On string lengths

Digging Deep

Different Strokes

Digging Deeper

This story dates back from when I worked at Strava.

The Strava app has a feature where users can mention each other in comment boxes: when you start typing someone’s name, it triggers an autocomplete box to let you pick a friend’s name, and then bolds and links the text to the profile of the user being mentioned. At the time the mentioning feature was launched, the app didn’t support the full range of Unicode codepoints (practically speaking: emojis were excluded from Strava).

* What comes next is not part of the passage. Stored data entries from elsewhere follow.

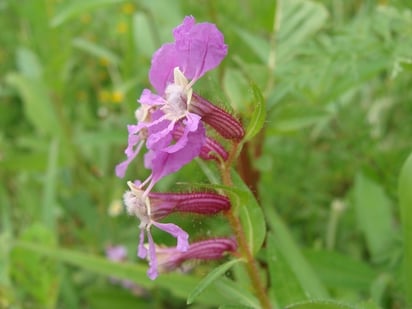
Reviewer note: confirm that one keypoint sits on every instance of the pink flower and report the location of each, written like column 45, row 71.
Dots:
column 210, row 249
column 175, row 68
column 151, row 207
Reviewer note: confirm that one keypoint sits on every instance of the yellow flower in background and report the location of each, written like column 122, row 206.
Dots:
column 121, row 27
column 104, row 96
column 117, row 96
column 128, row 8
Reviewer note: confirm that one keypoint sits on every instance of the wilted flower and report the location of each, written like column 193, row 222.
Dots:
column 211, row 249
column 170, row 120
column 155, row 206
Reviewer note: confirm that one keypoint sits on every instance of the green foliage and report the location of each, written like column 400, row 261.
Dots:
column 323, row 88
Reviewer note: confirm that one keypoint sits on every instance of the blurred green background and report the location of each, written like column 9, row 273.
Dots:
column 336, row 77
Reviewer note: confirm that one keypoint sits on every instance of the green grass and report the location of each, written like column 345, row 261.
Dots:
column 336, row 80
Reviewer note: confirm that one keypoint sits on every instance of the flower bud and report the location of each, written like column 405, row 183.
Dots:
column 224, row 123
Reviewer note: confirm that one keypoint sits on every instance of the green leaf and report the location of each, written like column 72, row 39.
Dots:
column 258, row 45
column 300, row 19
column 309, row 281
column 236, row 294
column 96, row 50
column 251, row 216
column 28, row 63
column 38, row 107
column 179, row 285
column 49, row 191
column 405, row 201
column 244, row 204
column 29, row 268
column 234, row 307
column 339, row 271
column 210, row 278
column 259, row 113
column 285, row 286
column 320, row 304
column 76, row 8
column 373, row 210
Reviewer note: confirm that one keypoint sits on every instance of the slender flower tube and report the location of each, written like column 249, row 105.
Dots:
column 210, row 249
column 211, row 149
column 155, row 206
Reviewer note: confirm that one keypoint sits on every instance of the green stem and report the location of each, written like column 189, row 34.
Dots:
column 234, row 221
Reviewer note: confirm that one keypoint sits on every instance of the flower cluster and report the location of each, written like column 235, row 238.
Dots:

A short while after adding support for emojis, we observed an issue when users would use both mentions and emojis in the same comment:

Example of user mention with bolding being off by one

The bolding was off - and the faulty offset was apparently related to the number of emojis preceding the mention:

Example of user mention with bolding being off by five

The issue occurred on both our official Android and iOS clients, which hinted at a server-side issue. Hours were spent digging into the mentions logic on the server but no obvious flaws were found. And at the API level, the response returned by the server looked legit:

{
  "text": "👏👏👏👏👏 Jason Milliron Julien Silland",
  "mentions_metadata": [{
    "uri": "strava://athletes/6527",
    "start": 6,
    "end": 19
  }, {
    "uri": "strava://athletes/136697",
    "start": 21,
    "end": 34
  }]
}

For backwards compatibility, mentions were added to the comment object as a mentions_metadata field, an array of objects that contain the start and end index of a single mention, and the target of the link to go to when the link is clicked. The indices in that response are correct: the first mention begins at character 6 and ends at character 19, the second one starts at character 21 and ends at 34:

Sections	👏👏👏👏👏		`Jason Milliron`		`Julien Silland`
Indices	0 – 4	5	6 – 19	20	21 – 34

On the wire, this string was encoded in UTF-8 – for future reference, here’s the hex version of the raw UTF-8 bytes:

0xF0	0x9F	0x91	0x8F	0xF0	0x9F	0x91	0x8F
0xF0	0x9F	0x91	0x8F	0xF0	0x9F	0x91	0x8F
0xF0	0x9F	0x91	0x8F	0x20	0x4A	0x61	0x73
0x6F	0x6E	0x20	0x4D	0x69	0x6C	0x6C	0x69
0x72	0x6F	0x6E	0x20	0x4A	0x75	0x6C	0x69
0x65	0x6E	0x20	0x53	0x69	0x6C	0x6C	0x61
0x6E	0x64

On the client side, the bytes were decoded into the native string type and decorated using the routines proper to their platform, in Java on Android:

String comment = new String(bytes, StandardCharsets.UTF_8);
SpannableString stylable = new SpannableString(comment);
stylable.setSpan(new StyleSpan(Typeface.BOLD), mention.start, mention.end, …);

And in Objective-C on iOS:

NSString *comment = [[NSString alloc] initWithData:bytes
                                          encoding:NSUTF8StringEncoding];
stylable = [[NSMutableAttributedString alloc] initWithString:comment]; 
[stylable addAttribute:(NSString *)kCTFontAttributeName
                 value:(__bridge id)font
                 range:mention.range];

The code on both platforms is legible and straightforward, and doesn’t look to be flawed with an off-by-x index issue. It’s a wild guess but since the API response looks correct, and the client code looks correct, we should look at a deeper level to understand the discrepancy.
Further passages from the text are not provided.